Team Xecuter was a Nintendo hacking group whose activities included selling chips that allowed users to play in pirated games. Though Bowser played a relatively smaller role in the hacking operations compared with the other members of the ring (Max Louarn and Yuanning Chen), he was the only one who was tried and convicted in the US. Bowser was charged with 11 felonies: wire fraud, conspiracy to circumvent technological measures, trafficking in circumvention devices, and conspiracy to commit money laundering.
The piracy and hacking operations cost Nintendo more than $65 million over a decade-long period of time, it was determined.
After pleading guilty to two of the charges, Bowser was fined $14.5 million and sentenced, but he is being released early due to good behavior. He has paid just $175 of the fine from his time in prison, with the help of his prison library job, meaning he still has a long way to go, to say the least.
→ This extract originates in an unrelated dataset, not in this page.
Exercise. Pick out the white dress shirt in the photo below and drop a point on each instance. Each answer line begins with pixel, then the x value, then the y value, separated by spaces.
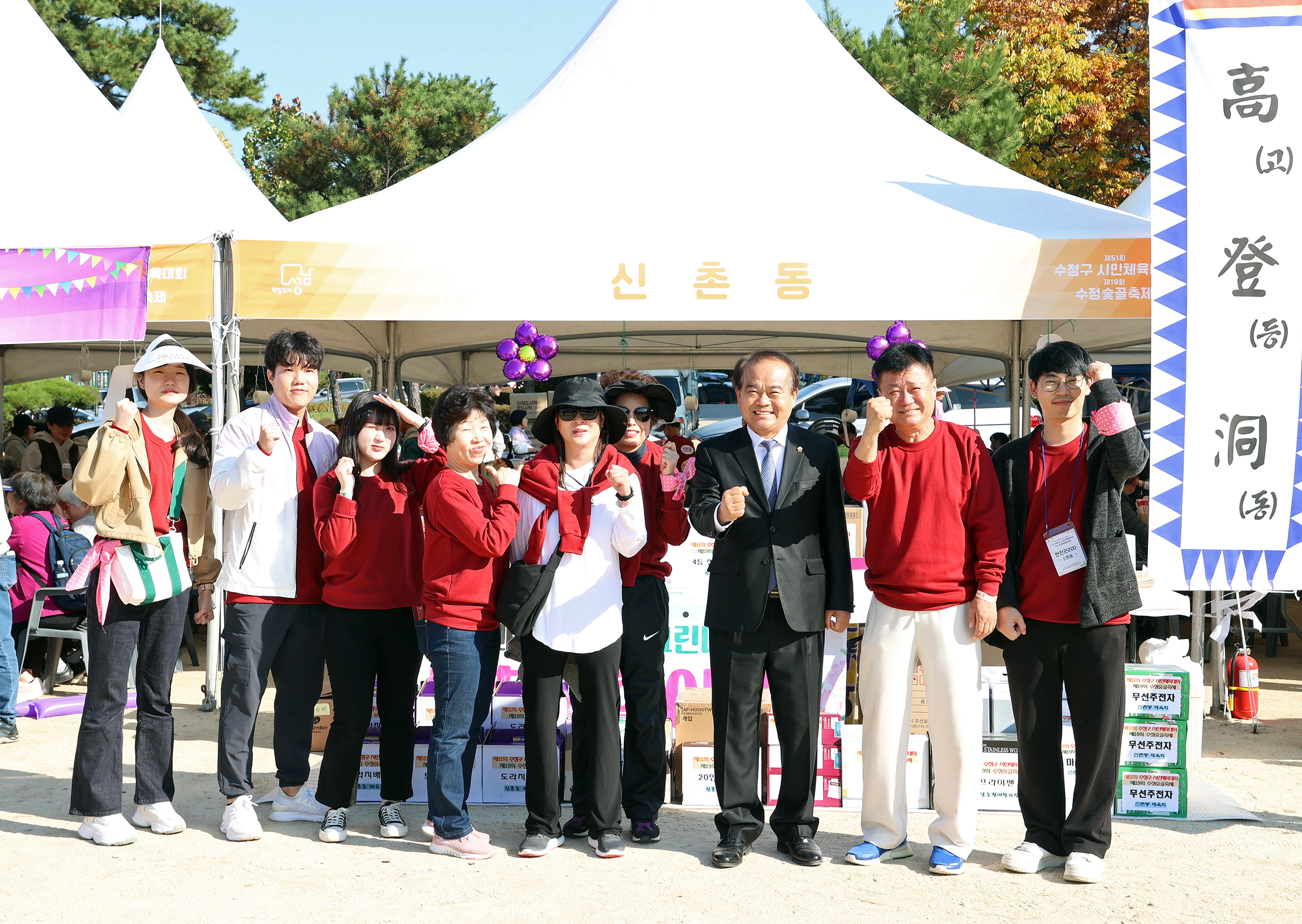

Until the full amount of his fine is paid off, his pay will continue to be docked — although only 25% to 30% can be docked at a time, as per his agreement with Nintendo.
The extremity of Bowser’s sentence comes from the intended message to deter other hackers from committing similar crimes. “It’s the purchase of video games that sustains Nintendo and the Nintendo ecosystem, and it is the games that make the people smile,” Nintendo lawyer Ajay Singh told the court back in 2022. “It’s for that reason that we do all we can to prevent games on Nintendo systems from being stolen.”